Un portavoce di Condé Nast ha poi rilanciato la decisione con un comunicato all’Associated Press e altri media, specificando che Wintour manterrà i ruoli di Global Editorial Director di Vogue e Chief Content Officer di Condé Nast, con il nuovo responsabile editoriale di Vogue USA che riporterà direttamente a lei.

La rivoluzione di una copertina
Caschetto impeccabile, occhiali scuri e un’aura impenetrabile, Anna Wintour non è stata soltanto una delle donne più influenti nel panorama della moda, ma una figura cardine della cultura pop contemporanea. Dal 1988, anno in cui ha assunto la direzione di Vogue, la sua presenza è diventata un simbolo iconico e temuto, tanto nel front row delle passerelle internazionali quanto nei circoli più esclusivi dello sport e della cultura, a testimonianza di una curiosità intellettuale che ha sempre travalicato i confini della moda.
Il suo esordio fu già una dichiarazione di intenti, con la prima copertina una modella in jeans e maglione, un gesto rivoluzionario che scardinò i codici rigidi dell’alta moda e aprì le porte a una nuova estetica, più giovane e audace. Da allora, ogni scelta della Wintour è stata un segnale e un invito a guardare oltre il già visto. Ha sempre concepito la moda come specchio e motore della cultura contemporanea.

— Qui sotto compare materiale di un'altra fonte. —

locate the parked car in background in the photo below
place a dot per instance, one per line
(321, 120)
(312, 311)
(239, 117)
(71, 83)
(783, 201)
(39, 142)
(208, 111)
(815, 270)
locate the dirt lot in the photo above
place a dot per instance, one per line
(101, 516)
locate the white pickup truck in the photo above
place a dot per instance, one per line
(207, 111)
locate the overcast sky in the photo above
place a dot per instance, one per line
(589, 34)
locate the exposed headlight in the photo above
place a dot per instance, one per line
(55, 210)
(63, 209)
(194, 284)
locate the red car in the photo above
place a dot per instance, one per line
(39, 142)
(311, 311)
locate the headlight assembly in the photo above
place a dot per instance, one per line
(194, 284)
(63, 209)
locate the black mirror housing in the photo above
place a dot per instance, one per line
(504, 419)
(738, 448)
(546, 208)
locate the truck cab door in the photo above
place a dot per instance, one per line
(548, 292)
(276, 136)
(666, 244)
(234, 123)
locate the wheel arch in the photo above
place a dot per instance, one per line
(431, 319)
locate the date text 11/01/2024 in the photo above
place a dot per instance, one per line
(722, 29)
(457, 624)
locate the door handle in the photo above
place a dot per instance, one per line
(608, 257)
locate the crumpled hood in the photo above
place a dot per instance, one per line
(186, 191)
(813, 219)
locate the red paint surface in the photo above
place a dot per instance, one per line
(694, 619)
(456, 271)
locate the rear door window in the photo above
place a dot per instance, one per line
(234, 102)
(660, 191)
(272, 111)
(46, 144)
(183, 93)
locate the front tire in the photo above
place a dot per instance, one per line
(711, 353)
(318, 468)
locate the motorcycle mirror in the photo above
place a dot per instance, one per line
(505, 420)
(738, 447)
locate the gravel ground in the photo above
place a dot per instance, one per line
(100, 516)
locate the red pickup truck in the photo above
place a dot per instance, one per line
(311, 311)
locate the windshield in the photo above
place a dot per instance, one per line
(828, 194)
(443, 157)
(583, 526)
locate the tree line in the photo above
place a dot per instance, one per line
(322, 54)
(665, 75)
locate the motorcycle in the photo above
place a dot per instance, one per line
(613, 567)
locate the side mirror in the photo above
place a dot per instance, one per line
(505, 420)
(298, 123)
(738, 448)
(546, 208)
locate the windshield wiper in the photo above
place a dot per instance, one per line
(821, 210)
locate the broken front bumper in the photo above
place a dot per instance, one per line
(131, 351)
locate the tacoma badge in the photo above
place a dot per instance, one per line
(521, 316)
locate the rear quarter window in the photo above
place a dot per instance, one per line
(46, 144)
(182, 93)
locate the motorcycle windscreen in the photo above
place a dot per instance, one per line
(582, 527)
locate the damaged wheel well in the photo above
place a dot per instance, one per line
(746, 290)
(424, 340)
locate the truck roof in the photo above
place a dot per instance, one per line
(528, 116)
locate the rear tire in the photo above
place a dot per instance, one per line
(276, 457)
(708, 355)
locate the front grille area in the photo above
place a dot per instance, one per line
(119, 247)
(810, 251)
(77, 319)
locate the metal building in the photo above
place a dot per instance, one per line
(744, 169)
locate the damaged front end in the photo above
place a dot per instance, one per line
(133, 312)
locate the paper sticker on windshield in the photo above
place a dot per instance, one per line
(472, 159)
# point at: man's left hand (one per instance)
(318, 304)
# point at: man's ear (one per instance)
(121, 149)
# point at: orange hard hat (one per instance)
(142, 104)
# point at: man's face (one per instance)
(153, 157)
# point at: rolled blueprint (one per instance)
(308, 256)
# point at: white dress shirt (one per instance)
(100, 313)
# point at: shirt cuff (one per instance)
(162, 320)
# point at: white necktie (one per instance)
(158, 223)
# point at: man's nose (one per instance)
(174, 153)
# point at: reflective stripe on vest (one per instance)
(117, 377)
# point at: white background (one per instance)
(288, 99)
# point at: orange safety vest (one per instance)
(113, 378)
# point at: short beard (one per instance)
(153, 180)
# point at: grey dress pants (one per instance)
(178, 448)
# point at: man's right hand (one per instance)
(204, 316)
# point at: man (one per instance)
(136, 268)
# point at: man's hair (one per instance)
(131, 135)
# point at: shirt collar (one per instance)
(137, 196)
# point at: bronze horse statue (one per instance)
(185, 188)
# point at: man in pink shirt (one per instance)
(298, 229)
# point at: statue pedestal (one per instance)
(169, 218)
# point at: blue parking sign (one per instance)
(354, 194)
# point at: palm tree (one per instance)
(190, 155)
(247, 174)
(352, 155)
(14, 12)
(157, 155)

Eredità e passaggio di testimone
Sotto la sua guida, Vogue è diventato un ponte tra moda, pop culture e società. Le copertine hanno accolto celebrità, politici, atleti, trasformando la rivista in un laboratorio di “soft power” globale. Ma il suo impatto si è esteso ben oltre le pagine. Wintour infatti ha presieduto il Met Gala, trasformandolo in uno degli eventi più seguiti al mondo, raccogliendo oltre 300 milioni di dollari per il Costume Institute del Metropolitan Museum of Art.

A 75 anni, Anna Wintour non si ritira dalla scena. Continuerà a essere la Global Editorial Director di Vogue e Chief Content Officer di Condé Nast, supervisionando testate come Vanity Fair, GQ, Wired, AD, Glamour, Condé Nast Traveler e molte altre. Il nuovo responsabile dei contenuti editoriali di Vogue USA lavorerà sotto la sua guida, segno resterà il cuore pulsante di un impero che ha contribuito a plasmare.
« Il mio vero piacere è aiutare chi verrà dopo a portare idee nuove, vitali, diverse”, ha detto ai suoi collaboratori.»
Il suo passo indietro è in realtà un invito ad aprire la strada a energie fresche, senza mai perdere la visione ampia che l’ha resa leggendaria e mentre il sipario si chiude su un’era, il suo sguardo rimane vigile dietro lenti scure.